This past Sunday I got a call at 7:40 a.m. Calls at that time are rare, and often not happy calls, but I felt I knew who it was when the phone rang.
Shannon’s voice, tense and almost trembling, said, “I don’t know how to say this, but I lost Smokey.”
She had had company the day before but he was fine. She had gone in his room and played with him for a while before bed, and later while falling asleep she heard balls jingling in there and heard him playing. Yet in the morning, he was nowhere to be found. She and her boyfriend had searched the room, which wasn’t big and had very little in it, for almost an hour before she called.
We talked about the latch on the door, and that she wasn’t sure it had clicked the whole way to latch, but if he had been able to pull the door open, it would likely have been even slightly ajar. Her bedroom door was open, and the steps were open to the first floor. She hadn’t heard anything, and her golden retriever Jelly hadn’t made a peep even though he’s been waiting to meet Smokey.
In the room, they had looked in every possible place, and even some impossible, like the closet with the closed door. The windows were closed. They had poked into all the dark places underneath things and into corners and everywhere they could reach. But he was nowhere. She was prepared the spend the rest of the day or more searching her house for him.
“Hiding” to save their lives
I had a feeling that Smokey was still in the room and hiding, but it would take a person experienced with how some rescued cats react to their environment when they feel unsafe to find his spot. Even though Smokey has seemed totally assured in his room, he had given us a taste of what lay beneath his confidence when he’d been out in the room and playing, but hid inside his crate when Shannon opened his window just a crack for fresh air, and until the window was closed stayed hidden would not even respond to either of us. After the windows were closed, he came out and played and even eventually came over to me on the floor.
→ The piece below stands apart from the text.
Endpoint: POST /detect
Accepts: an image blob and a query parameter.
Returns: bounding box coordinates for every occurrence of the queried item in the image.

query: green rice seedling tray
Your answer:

He may have heard the noises of cars and lawn mowers and conversations outside, or even just felt the “opening” into his space that he couldn’t identify or find, and that was enough for him to go back into hiding.
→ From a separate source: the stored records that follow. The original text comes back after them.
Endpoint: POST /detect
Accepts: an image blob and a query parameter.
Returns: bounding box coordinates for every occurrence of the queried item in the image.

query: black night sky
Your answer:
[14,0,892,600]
Whether Smokey was still in the room or had escaped and was somewhere else in the house, there was a good chance he was hiding because something about the territory he had certified as “safe” was found to be “unsafe”. Unable to run away from a perceived danger, to protect himself Smokey had taken the only refuge available, he had found a spot barely larger than his own body, protected on all sides, and was holding still in that spot so he would not be found by possible predators.
A little overly dramatic? To us, knowing there was no danger to him in that space, yes. But to Smokey, and most other cats, when their perceptions tell them there is danger they can’t fight or flee from they do exactly what I presumed Smokey had done, hide in a place where a predator can’t find them until they feel safe again. The trick was to find that spot, to find a cat who is determined not to be found. Many cat rescuers will tell you that the foster who escaped the foster room, or the formerly feral or traumatized cat on its first time out of its safe room, will seem to disappear and turn up crouched in a place you would swear you had looked into a dozen times. It’s a look into the instinctive behavior cats have used to save their lives all through feline history.
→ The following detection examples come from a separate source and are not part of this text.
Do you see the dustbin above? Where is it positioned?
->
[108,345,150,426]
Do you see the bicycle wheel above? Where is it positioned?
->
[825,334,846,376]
I had a few ideas, but outlined what may have happened if he had left the room, or even if he still was in the room either hiding from being frightened by something, or having a nap in a new place he’d discovered, or that he may have had a health incident and had found a place to hide because he felt he couldn’t defend himself.
Smokey was very accustomed to his room, but had no experience with the rest of the house, and on top of that we had no idea if he’d ever lived inside a house at all. Even being in a house might frighten him, trapped indoors when all his experiences had been living outdoors. Judging by his reaction, hiding when Shannon had had the windows open so that he was apparently frightened of the noises, he didn’t have too much experience understanding noises coming in a window.
To say cats are territorial doesn’t just mean that they own and protect what they consider their turf and fight off all intruders. A definition of “territorial” more important to your cat is that their territory is their safe space because they have determined predators can’t get to them, food and water are available, the natives are friendly, and they work every day to keep it that way by marking with claws and face to spread their scent. If something changes or if they are displaced from this territory inside your home in any way they may seem to have a total personality change from the friendly and confident cat who always came when you called. Smokey’s territory was that one room.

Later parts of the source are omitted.